3. Google File Systems

02/22/2022 By Angold Wang

1. Distributed Storage

i. Why do we need distributed storage?

sorta * We want to store more data * store data across multiple servers * We want high performance (throughput) * split the request data into pieces and read them concurrently from different servers. * the mapreduce example: * The throughput of single SSD is 10MB/s. * If we split the big data set into 1000 servers. * We can achieve 10000MB/s throughput by reading from 1000 disks concurrently.

ii. Conumndrum of High-Performance

  • we want high performance => shared data over many servers
  • many servers => constant faults (some machines are gonna crash)
  • fault tolerance => replication
  • replication => potential inconsistencies
  • better consistency => low performance

iii. Consistency

Strong Consistency

strongcon * Suppose Client1 and Client2 write concurrently. * After the writes have completed, Client3 and Client4 read. What can they see?

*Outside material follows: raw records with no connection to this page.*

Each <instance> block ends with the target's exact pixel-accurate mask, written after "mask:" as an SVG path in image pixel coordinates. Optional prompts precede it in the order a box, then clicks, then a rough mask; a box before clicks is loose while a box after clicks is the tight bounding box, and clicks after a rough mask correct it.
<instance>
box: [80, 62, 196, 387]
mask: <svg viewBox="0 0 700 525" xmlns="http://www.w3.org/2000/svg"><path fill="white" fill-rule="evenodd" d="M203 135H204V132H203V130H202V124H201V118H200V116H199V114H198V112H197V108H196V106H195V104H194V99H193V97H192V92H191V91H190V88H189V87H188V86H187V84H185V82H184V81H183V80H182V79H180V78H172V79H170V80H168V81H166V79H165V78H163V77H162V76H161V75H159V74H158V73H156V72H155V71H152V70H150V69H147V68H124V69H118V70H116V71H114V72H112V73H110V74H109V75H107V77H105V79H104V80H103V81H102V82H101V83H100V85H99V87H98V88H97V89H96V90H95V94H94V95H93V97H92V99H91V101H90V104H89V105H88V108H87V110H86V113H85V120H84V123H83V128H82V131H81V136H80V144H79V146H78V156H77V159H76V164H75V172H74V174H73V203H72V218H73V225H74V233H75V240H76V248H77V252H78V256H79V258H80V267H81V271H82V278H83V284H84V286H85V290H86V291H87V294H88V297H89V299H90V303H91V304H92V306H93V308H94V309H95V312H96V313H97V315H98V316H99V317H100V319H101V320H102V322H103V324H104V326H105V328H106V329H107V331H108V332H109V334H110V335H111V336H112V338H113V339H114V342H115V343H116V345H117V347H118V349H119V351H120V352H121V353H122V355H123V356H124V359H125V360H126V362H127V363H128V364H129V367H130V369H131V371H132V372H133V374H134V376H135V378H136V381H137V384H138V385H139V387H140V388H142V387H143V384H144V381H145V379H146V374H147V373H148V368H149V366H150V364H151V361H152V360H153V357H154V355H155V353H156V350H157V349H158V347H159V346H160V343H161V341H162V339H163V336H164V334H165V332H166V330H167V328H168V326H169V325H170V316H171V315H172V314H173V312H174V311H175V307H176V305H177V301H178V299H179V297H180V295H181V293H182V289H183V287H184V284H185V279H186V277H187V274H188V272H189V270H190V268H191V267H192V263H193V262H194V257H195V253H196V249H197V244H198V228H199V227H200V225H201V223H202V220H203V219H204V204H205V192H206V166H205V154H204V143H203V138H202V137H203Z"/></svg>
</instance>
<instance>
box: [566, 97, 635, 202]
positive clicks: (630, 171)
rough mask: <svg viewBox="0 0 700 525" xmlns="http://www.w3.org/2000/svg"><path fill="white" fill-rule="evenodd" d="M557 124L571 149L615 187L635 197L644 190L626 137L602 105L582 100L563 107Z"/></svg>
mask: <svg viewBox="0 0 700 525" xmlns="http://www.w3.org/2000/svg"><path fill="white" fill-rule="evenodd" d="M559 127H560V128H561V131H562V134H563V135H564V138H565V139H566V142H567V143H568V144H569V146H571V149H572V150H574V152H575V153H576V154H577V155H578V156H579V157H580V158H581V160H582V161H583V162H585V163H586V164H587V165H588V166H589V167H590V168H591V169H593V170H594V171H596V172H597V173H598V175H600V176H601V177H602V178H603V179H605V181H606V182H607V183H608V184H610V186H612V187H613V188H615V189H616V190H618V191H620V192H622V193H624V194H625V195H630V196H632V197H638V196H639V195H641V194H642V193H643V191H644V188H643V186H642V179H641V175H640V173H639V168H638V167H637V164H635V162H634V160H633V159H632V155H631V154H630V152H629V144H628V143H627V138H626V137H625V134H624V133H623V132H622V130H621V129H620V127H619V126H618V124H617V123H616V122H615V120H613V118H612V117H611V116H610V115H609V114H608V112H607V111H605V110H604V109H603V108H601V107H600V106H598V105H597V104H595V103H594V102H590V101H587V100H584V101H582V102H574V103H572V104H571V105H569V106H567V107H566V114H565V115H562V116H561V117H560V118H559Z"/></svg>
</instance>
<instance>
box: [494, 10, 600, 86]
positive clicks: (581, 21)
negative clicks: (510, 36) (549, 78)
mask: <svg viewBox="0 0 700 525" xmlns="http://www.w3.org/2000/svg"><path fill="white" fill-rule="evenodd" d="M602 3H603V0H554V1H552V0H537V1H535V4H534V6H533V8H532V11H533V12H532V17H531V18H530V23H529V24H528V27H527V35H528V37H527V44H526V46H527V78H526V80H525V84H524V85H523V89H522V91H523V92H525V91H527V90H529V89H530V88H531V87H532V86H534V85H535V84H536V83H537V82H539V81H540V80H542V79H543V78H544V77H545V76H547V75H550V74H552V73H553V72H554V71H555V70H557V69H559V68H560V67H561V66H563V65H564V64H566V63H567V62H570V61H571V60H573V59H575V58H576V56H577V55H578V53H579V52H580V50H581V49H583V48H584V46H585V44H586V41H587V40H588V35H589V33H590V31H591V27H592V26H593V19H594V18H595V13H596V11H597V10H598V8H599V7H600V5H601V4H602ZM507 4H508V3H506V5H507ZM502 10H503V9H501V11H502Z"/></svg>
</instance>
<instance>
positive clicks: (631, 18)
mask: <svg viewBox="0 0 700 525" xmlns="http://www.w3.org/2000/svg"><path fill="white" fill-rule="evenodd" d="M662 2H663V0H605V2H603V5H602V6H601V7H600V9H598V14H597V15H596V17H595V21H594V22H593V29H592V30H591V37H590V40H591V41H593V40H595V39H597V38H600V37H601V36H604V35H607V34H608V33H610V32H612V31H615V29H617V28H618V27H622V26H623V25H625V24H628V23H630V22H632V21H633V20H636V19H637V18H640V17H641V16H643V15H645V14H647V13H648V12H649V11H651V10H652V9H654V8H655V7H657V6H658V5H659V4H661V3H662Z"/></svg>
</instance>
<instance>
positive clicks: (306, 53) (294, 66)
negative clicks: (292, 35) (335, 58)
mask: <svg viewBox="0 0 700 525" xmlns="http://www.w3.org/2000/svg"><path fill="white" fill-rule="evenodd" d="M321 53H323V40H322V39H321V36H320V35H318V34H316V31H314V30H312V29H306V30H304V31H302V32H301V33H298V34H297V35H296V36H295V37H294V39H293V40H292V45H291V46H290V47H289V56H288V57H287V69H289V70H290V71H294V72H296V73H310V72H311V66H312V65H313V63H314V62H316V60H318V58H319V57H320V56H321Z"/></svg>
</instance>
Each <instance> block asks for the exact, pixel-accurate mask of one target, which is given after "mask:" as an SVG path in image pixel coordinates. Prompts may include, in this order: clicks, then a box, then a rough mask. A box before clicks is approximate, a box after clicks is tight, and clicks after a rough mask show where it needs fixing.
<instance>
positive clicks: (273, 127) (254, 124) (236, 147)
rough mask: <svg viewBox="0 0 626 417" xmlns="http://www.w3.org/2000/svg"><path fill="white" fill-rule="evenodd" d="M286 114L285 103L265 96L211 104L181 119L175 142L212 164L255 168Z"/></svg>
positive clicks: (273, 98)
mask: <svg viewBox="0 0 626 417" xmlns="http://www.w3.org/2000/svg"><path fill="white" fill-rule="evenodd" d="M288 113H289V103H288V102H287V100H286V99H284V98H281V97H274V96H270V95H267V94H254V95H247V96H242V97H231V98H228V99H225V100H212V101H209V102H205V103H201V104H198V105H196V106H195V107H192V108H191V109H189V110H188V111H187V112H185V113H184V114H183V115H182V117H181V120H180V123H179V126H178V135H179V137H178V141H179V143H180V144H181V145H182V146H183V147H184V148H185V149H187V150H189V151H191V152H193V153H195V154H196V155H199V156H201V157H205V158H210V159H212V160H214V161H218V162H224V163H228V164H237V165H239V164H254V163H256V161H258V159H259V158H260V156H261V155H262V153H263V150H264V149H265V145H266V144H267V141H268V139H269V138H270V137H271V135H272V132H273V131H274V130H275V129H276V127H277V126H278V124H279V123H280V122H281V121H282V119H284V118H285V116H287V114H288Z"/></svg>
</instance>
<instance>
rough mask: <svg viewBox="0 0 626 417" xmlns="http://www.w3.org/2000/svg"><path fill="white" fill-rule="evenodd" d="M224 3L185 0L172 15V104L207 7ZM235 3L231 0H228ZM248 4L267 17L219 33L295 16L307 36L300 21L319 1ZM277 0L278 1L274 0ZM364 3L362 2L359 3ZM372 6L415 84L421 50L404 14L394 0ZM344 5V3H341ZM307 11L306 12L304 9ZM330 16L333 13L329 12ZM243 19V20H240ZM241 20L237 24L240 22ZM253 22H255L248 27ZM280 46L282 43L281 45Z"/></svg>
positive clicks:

Answer: either 1 or 2, but both have to see the same value. This is a “strong” concurrency model.

In a distributed system …

Replication for fault-tolerance makes strong consistency tricky.

replicacon * Client1 and Client2 send writes to both, in parallel

This time, both Client3 and Client4 will also see either 1 or 2, but no guarrentee that they will see the same value. That is not a strong consistency.

Better consistency ususlly requires communication to ensure the replicas stay in sync, which can be slow. And there are lots of tradeoffs possible between performance and consistency.